Режиналь спрашивал себя, что сейчас делает Мари. Он представлял, как она стоит на коленях у кровати усопшего генерала. Даже вообразил лицо покойника, исхудавшее, источенное страданием после долгой и мучительной агонии. Впрочем, как он полагал, покойный генерал за несколько часов до кончины обрел безмятежность вместе с уверенностью, что его труд будет завершен и найдет блестящего последователя: в лице сначала генеральши, а позднее – старшего сына. Режиналь имел случай убедиться в силе духа Мари, еще когда взывал к ее мужеству, пробудив беспокойство перед лицом будущего.

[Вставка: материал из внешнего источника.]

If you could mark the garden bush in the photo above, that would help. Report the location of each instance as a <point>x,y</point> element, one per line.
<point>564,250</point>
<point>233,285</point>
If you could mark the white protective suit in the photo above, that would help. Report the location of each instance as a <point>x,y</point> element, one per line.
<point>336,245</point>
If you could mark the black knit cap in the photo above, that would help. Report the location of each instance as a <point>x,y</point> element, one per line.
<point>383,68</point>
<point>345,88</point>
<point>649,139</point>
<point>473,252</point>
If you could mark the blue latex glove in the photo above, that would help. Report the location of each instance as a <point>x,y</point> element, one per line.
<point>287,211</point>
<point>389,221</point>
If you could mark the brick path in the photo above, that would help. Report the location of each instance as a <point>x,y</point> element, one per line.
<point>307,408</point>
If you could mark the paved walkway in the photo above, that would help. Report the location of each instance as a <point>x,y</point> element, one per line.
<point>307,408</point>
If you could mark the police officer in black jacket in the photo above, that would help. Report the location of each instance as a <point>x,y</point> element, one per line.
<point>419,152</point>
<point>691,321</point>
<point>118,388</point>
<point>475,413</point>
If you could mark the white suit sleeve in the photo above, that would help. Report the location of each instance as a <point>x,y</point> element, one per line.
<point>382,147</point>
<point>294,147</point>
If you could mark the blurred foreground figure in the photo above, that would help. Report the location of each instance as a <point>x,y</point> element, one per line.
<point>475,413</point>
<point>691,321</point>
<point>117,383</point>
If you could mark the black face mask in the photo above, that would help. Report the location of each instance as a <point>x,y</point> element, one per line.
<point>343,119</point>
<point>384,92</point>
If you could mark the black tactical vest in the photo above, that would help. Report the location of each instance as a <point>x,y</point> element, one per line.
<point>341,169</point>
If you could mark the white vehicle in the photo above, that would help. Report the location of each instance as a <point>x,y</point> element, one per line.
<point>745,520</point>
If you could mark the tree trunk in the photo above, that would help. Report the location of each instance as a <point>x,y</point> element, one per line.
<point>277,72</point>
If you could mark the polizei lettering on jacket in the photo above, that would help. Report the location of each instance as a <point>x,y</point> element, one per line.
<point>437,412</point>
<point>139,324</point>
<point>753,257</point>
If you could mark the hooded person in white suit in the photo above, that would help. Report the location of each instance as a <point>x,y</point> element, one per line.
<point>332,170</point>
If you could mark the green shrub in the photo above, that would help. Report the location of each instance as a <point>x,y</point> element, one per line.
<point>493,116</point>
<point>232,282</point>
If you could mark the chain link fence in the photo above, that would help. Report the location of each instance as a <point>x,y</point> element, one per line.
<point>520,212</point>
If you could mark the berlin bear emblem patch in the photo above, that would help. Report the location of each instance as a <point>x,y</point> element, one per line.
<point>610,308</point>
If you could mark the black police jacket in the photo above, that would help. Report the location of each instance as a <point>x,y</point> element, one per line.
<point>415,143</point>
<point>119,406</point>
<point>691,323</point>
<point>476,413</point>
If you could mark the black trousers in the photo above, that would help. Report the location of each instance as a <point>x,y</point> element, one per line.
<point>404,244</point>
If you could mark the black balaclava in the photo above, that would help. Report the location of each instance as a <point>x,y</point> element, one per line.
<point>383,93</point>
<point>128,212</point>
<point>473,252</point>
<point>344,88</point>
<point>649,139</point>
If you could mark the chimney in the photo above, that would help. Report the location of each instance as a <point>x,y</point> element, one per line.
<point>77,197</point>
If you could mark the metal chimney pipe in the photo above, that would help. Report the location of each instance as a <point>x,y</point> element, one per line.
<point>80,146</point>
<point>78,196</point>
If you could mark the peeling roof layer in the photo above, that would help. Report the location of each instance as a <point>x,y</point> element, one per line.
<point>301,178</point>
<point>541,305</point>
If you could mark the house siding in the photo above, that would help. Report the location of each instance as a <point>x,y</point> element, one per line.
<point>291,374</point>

Он подошел к двери Луизы де Франсийон. Против воли прислушался к шуму, доносившемуся из ее комнаты. Как и все в доме, Луиза говорила негромко и печально, призывая детей к порядку, но, похоже, это был глас вопиющего в пустыне: Жак, которому было всего одиннадцать лет, громко насмехался над своей гувернанткой.
Мобре вспомнил ту ночь, когда совершал таинственное посвящение Луизы в любовь, и спросил себя, какие воспоминания вынесла из их приключения она сама и имела ли случай продолжить опыты такого рода, после чего пришел к выводу: «Скоро я это узнаю… Франсийон станет блестящим козырем в моей игре, учитывая, что скоро будет разыграна нелегкая партия, к которой, впрочем, я отлично подготовился…»
Он осклабился и бесшумно заскользил дальше по коридору.
Справа находилась комната, отводившаяся ему всякий раз, как он приезжал в замок Монтань. Она еще не была готова, но Жюли с минуту на минуту принесет наверх его багаж, приготовит постель. Пустая кровать – неутешительный знак для шевалье!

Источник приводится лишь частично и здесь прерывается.